The scientists who modified the algorithm decided from the start that race itself did not belong in clinical tools used to guide medical decision making, even though race might serve as a proxy for certain social circumstances, genetic predispositions, or environmental exposures that raise the risk of cardiovascular disease.
The revision comes amid rising concern about health equity and racial bias within the US health care system and is part of a broader trend toward removing race from a variety of clinical algorithms.
“We should not be using race to inform whether someone gets a treatment or doesn’t get a treatment,” said Dr. Sadiya Khan, a preventive cardiologist at Northwestern University Feinberg School of Medicine, who chaired the statement writing committee for the American Heart Association.
The statement was published Friday in the association’s journal, Circulation. An online calculator using the new algorithm, called PREVENT, is still in development.
“Race is a social construct,” Khan said, adding that including race in clinical equations “can cause significant harm by implying that it is a biological predictor.”

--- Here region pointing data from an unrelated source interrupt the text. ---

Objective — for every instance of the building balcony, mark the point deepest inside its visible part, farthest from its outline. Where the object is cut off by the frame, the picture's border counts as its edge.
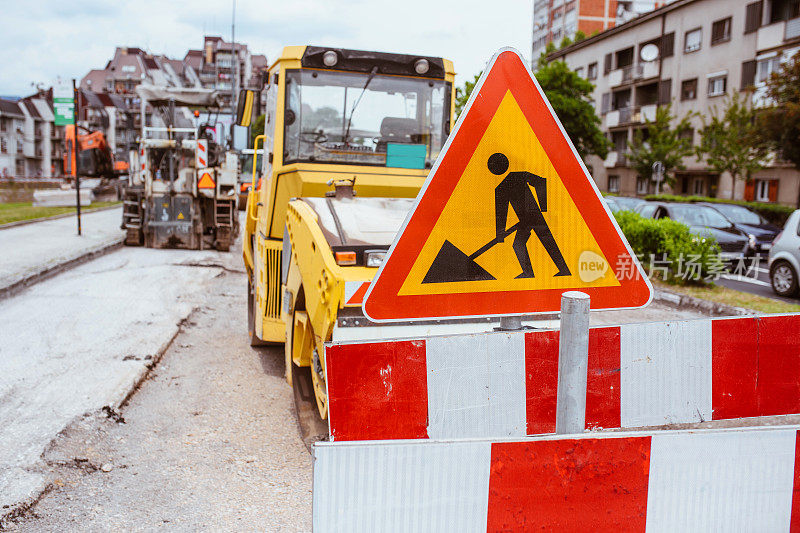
(630, 115)
(633, 73)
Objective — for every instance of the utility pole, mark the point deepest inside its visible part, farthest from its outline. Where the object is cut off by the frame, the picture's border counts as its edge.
(75, 150)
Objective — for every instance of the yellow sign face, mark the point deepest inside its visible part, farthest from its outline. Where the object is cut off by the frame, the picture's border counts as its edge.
(548, 229)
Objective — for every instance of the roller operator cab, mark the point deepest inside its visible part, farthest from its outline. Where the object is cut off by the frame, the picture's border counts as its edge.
(349, 139)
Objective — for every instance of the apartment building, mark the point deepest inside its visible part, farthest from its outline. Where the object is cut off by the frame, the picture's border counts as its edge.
(555, 19)
(701, 50)
(30, 143)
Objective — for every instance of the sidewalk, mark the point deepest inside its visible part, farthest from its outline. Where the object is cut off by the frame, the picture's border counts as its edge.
(33, 251)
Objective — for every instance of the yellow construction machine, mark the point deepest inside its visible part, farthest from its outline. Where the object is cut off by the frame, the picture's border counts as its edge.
(349, 139)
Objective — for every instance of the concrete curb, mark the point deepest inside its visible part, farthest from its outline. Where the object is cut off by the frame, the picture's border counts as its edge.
(704, 306)
(56, 217)
(47, 272)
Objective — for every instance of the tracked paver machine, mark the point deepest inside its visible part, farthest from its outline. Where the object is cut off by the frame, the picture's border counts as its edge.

That doesn’t mean that Black Americans are not at higher risk of dying of cardiovascular disease than white Americans, she said. They are, and the life expectancy of Black Americans is shorter as well, she added.
But race has been used in algorithms as a stand-in for a range of factors that are working against Black Americans, Khan said. It’s not clear to scientists what all of those risks are. If they were better understood, “we could address them and work to modify them,” she said.
The heart-risk assessment has also been improved in several other significant ways. It can be used by people as young as 30, unlike the earlier algorithm, which was only valid for those 40 and over, and estimates the 10-year and 30-year total cardiovascular risk.
The assessment has been redesigned, for the first time, to estimate an individual’s risk of developing heart failure, not just heart attack and stroke. That is important because heart failure has been on the rise in recent years with the aging of the population and the high prevalence of obesity. The condition can lead to a severe deterioration in quality of life.
Also for the first time, the new calculator takes kidney function into account when predicting risk, as kidney disease puts people at higher risk of heart disease.
In recent years, there has been growing recognition of the strong connection between cardiovascular disease, kidney disease, and metabolic disease (which includes Type 2 diabetes and obesity). Last month, scientific advisers to the association defined a new disorder called cardiovascular-kidney-metabolic syndrome.
The changes to the algorithm are “great news,” said Dr. David Jones, a psychiatrist and professor of the history of medicine at Harvard University. “It’s been hugely gratifying to see how medical thinking has shifted about this issue over the past three to five years.”